# A blunt question



## schwinnspastic (Jan 27, 2015)

Hello Cabers , I have finally started working on my 28ish Iver Mobicycle and the wood clad wheels are a mess so ordered up a pair of Velocity Blunt 700 35s 36 hole and will lace them to New Departure D and W hubs. I have tried a couple different spoke calcs on the web but I am getting different lengths for the same dimensions so does someone know the lengths I need ! Thanks for your time !
Mark


----------



## pedal_junky (Jan 28, 2015)

I did a pair, but I can't remember off hand. I post it when I get home from work.


----------



## mike j (Jan 28, 2015)

Picked up this recently, the front hub was done, 5 over w/ 29's, I did the rear w/ 28's. Hub is a large 2spd kickback though. Hope this helps.


----------



## schwinnspastic (Jan 28, 2015)

Thanks guys ! That is a nice looking bike Mike and the wheels go great with the frame color...Classy !
Mark


----------



## vincev (Jan 28, 2015)

http://www.wheelpro.co.uk/spokecalc/ is what I used to get the length for my Ranger.I used a 2 speed kickback for the rear.


----------



## pedal4416 (Jan 28, 2015)

I just laced a pair, I'll check the lengths in an hour or so...


----------



## schwinnspastic (Jan 28, 2015)

Thanks Vince , I'll give that one a try ! Nice Mead one of these days I'll get around to the Mead Arch bar in the pile !
Mark


----------



## pedal4416 (Jan 28, 2015)

Pm sent!


----------



## gtdohn (Jan 28, 2015)

292mm front & 288mm rear

That's for a 3X pattern


----------



## schwinnspastic (Jan 28, 2015)

Thanks for all the replies , so at least one of the calculators I used was close at 288.7 for the rear and 291.4 for the front !
I stopped at my buddies shop today and there were the rims so I had him order the spokes , now to get the paint work done.
Mark


----------



## pedal_junky (Jan 29, 2015)

gtdohn said:


> 292mm front & 288mm rear
> 
> That's for a 3X pattern




That's what I got as well.

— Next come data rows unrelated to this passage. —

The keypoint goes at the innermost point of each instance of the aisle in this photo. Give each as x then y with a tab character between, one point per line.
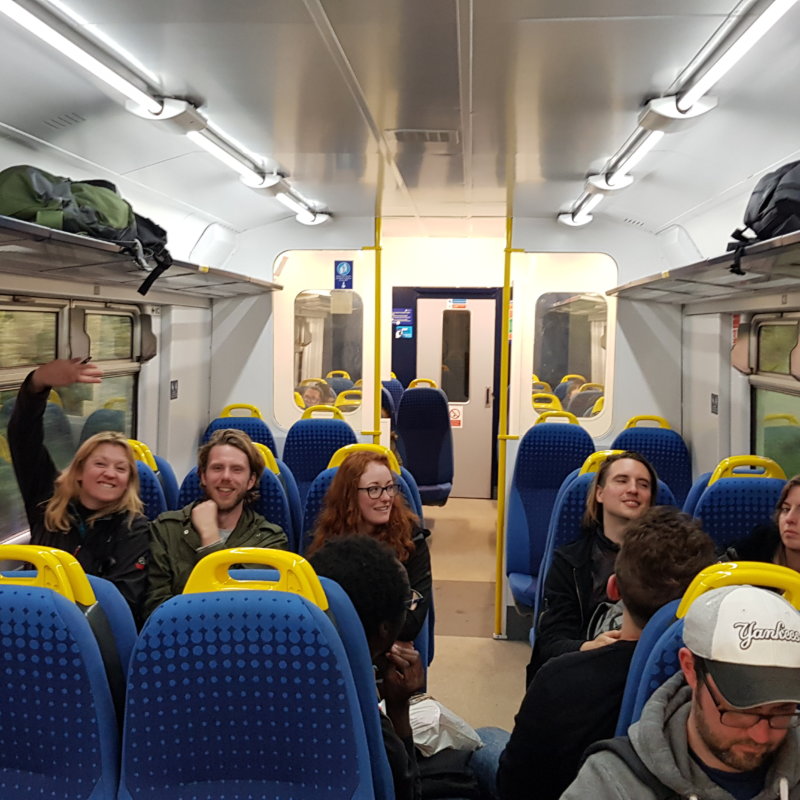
477	676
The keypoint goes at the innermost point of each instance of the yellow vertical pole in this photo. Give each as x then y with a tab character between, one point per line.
376	387
502	436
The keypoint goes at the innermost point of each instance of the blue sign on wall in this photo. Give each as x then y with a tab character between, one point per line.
343	275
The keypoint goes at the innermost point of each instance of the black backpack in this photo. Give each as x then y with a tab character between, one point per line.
772	210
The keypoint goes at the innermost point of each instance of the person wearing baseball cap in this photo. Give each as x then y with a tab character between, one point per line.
725	726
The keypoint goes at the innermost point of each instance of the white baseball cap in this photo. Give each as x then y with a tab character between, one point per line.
749	639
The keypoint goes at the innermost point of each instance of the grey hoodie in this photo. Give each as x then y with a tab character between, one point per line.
660	740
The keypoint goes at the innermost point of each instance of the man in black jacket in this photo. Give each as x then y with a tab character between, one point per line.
575	699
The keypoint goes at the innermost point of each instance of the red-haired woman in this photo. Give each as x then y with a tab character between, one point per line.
364	497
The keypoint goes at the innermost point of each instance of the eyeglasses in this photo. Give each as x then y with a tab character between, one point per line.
746	719
374	492
414	600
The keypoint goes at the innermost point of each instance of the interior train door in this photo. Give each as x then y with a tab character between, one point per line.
455	347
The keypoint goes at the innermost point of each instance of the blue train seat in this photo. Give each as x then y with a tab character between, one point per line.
254	426
269	686
547	454
150	491
423	423
664	448
272	502
652	632
309	445
72	751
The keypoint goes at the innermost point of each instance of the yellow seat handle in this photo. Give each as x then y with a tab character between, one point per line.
364	447
296	575
595	460
634	421
543	417
55	570
791	419
268	456
728	466
734	573
309	412
254	411
141	452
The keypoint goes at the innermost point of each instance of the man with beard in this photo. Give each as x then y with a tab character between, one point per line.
229	466
723	727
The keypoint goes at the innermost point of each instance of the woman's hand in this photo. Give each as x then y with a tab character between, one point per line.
63	372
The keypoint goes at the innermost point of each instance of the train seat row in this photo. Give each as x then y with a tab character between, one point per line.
275	697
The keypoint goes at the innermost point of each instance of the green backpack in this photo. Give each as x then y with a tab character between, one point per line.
88	207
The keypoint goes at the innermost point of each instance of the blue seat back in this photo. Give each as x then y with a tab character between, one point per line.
266	683
169	483
698	487
661	664
101	420
547	454
665	449
272	502
58	736
423	423
730	508
255	428
151	491
309	445
652	632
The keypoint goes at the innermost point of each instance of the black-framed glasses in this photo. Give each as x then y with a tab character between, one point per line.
732	718
413	601
374	492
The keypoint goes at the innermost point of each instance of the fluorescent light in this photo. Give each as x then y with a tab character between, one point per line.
634	156
732	55
237	164
68	48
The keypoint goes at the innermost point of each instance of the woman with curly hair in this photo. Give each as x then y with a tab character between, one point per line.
365	498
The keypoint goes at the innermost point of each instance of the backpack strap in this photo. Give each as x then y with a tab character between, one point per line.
622	748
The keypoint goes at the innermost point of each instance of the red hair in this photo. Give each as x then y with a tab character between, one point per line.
341	514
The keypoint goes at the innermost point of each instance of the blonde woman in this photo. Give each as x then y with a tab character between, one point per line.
92	509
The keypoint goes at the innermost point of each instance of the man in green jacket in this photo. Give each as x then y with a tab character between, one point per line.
229	466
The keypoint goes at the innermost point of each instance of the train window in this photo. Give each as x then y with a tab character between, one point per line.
455	355
328	330
27	337
777	428
776	340
570	347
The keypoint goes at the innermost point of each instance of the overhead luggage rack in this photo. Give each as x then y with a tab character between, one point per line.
770	267
34	250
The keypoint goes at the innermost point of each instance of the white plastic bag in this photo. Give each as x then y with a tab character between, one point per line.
436	727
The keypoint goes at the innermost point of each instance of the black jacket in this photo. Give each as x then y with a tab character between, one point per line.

I use this calculator. 
https://leonard.io/edd/


----------



## Lux Low (Feb 1, 2015)

Blunts, Spokes, Tires, and wheels.
http://thecabe.com/vbulletin/showth...nt-Wheels-New-Road-Worthy-Wheels-amp-Rims-etc


----------



## syclesavage (Feb 1, 2015)

Fabulous looking bike you got there Mikej.


----------